HOLIDAY - Students and staff at Gulf Trace Elementary finally have a place to call their own.

The new school on Gulf Trace Boulevard celebrated a belated opening Tuesday as children returning from winter break enjoyed their long-awaited opportunity to learn in classrooms built especially for them.

Parents and students began the morning lined up at a gate next to the administrative offices, then scurried through when the time arrived to head to class.
Construction delays prevented Gulf Trace from opening in time for the start of the school year in August, so the students and their teachers spent the past five months in portable classrooms at Trinity Elementary, about 10 miles away.

Janine Rago, an active PTA member, was among those happy to have her children in the new building, which is close enough for her to bicycle from home with daughters Nicole, 10, and Rachael, 6.

"Thank God," Rago said. "The bus ride was 40 minutes. The kids came home looking like they had just taken baths, it was so hot."

Principal Hope Schooler said other parents also are happy to have a school near their neighborhoods. Right now, the only bus that comes to the school is a special-education bus.

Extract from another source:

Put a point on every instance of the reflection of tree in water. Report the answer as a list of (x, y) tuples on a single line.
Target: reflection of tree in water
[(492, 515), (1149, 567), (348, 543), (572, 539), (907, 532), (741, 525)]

All the other students walk, ride bicycles or are driven to school by their parents because everyone lives within the 2-mile limit that would qualify them for bus transportation.

Gulf Trace is operating with a reduced student body for its first year because the Pasco County School Board approved a phased-in attendance boundary for the school.

This year, the school drew students from Sunray Elementary. In 2008-09, some students from Gulfside Elementary and Locke Elementary also will begin attending Gulf Trace.
Schooler said the current enrollment is about 230 to 240 students, but she anticipates 400 or so additional children for the 2008-09 academic year when the entire attendance boundary takes effect.

The school is built for 762 students.

Although Schooler and her staff are happy about getting their own school, she said the situation at Trinity Elementary worked well.

"They were wonderful hosts," she said. "They were very accommodating."

The beginning of the school day went smoothly Tuesday and Schooler said that might be in part because Gulf Trace held a "school warming" Monday night. The chorus made its debut, students visited their classrooms and parents watched a presentation about the school.

One of the students who took an early look at the campus was Hunter Young, 6, a first grader who likes math and proclaimed his new school as "cool."

Hunter is in teacher Sandra Edwards' class, and he is impressed with her.

"She's a good teacher," he said.

Hunter arrived to school Tuesday morning escorted by his grandmother Thu Hunter. She said she also drove him to Trinity Elementary so he didn't have to ride the bus.

As is typical for new schools in Pasco, one thing is missing from the Gulf Trace campus: a playground.

Rago said the PTA has already begun efforts to seek donations to pay for one.

Gulf Trace isn't the only school having a late opening this year.

New River Elementary in Wesley Chapel is scheduled to open next month. Those students are housed in portable classrooms at Sand Pine Elementary in the meantime.